To compare gene expression in human LCM microvessels and mouse LCM microvessels, a human-mouse gene homology database was obtained from Mouse Genome Informatics (https://www.informatics.jax.org/homology.shtml) and manually curated to match gene symbols to those in featureCounts outputs derived from genome annotation files. Human genes with no mouse homolog and mouse genes with no human homolog were not considered in this analysis. The majority (98%) of genes had 1:1 mouse-human homology. For human genes with multiple mouse homologs, TPM values for the mouse homologs were summed. For mouse genes with multiple human homologs, either (i) the single human homolog with the highest TPM was retained and the human homolog(s) with zero or negligible expression were eliminated, or (ii) if multiple human homologs existed with similar expression, these were each compared individually to the mouse homolog. Supplementary Table S5 contains a complete list of mouse-human homology as used in this analysis. Because mouse and human homologs for a given gene differ in transcript length, raw counts from each dataset do not permit an authentic comparison of expression. Thus, as a DESeq2 input, we used TPM values to reverse-calculate an unnormalized counts metric for each gene in mouse and human samples using the human gene length. Other comparisons of mouse and human gene expression were performed using TPM values.
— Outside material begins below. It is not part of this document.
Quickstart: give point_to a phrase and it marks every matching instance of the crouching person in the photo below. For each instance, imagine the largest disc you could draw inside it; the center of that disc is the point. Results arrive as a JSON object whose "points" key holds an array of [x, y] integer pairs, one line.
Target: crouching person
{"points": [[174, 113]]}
Comparison to single cell RNA-seq reference datasets

Raw counts from mouse brain endothelial single-cell RNA-seq datasets10 (Supplementary Table S3) were averaged across all single cells and normalized using transcript lengths to generate a single vector of TPM values. The same process was used for mouse brain pericyte single-cell RNA-seq datasets (Supplementary Table S3). We mathematically generated new vectors of TPM values by combining these reference datasets in different pericyte-to-endothelial ratios as

$$ TPM_{\alpha } = \alpha \left( {TPM_{{{\text{peri}}}} } \right) + \left( {1 - \alpha } \right)\left( {TPM_{{{\text{endo}}}} } \right) $$
(3)

where α represents the fraction of transcripts derived from pericytes and varies between 0 and 1. To assess global similarity between reference datasets and LCM microvessel data, Pearson and Spearman’s correlation coefficients were calculated on TPM values using MATLAB.
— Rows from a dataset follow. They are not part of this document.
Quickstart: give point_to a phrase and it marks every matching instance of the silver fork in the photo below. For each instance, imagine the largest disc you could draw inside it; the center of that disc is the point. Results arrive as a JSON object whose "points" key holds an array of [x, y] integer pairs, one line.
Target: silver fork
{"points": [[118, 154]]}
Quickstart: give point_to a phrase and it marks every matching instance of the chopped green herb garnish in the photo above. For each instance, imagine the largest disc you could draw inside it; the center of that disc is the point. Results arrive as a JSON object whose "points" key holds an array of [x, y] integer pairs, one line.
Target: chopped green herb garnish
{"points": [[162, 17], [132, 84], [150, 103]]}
Validation of pericyte-enriched transcripts

Human and mouse brain single-cell and single-nucleus RNA-seq datasets9,10,18,19,39 were used for validation of putative pericyte-enriched transcripts, with cell assignments to clusters as reported by the authors. Seurat (version 3.1.2)56 implemented in R was used for visualization except where indicated in figure legends. Images from the Human Protein Atlas (https://v19.proteinatlas.org)32 were also used for validation.

Statistical analyses

DESeq2 was used for all differential expression analyses as described above, and all P-values reported in the context of differential expression analyses are those generated by DESeq2 using the Wald test and adjusted to control the false discovery rate using the Benjamini–Hochberg procedure, except where otherwise indicated. P-values reported for Pearson correlation coefficients were calculated in MATLAB using Student’s t distribution. P-values reported for GO and GSEA analyses were those generated by the tools as described above. Student’s t test was used to compare the ratio of ABCB1 and ABCG2 transcripts (Supplementary Fig. S6).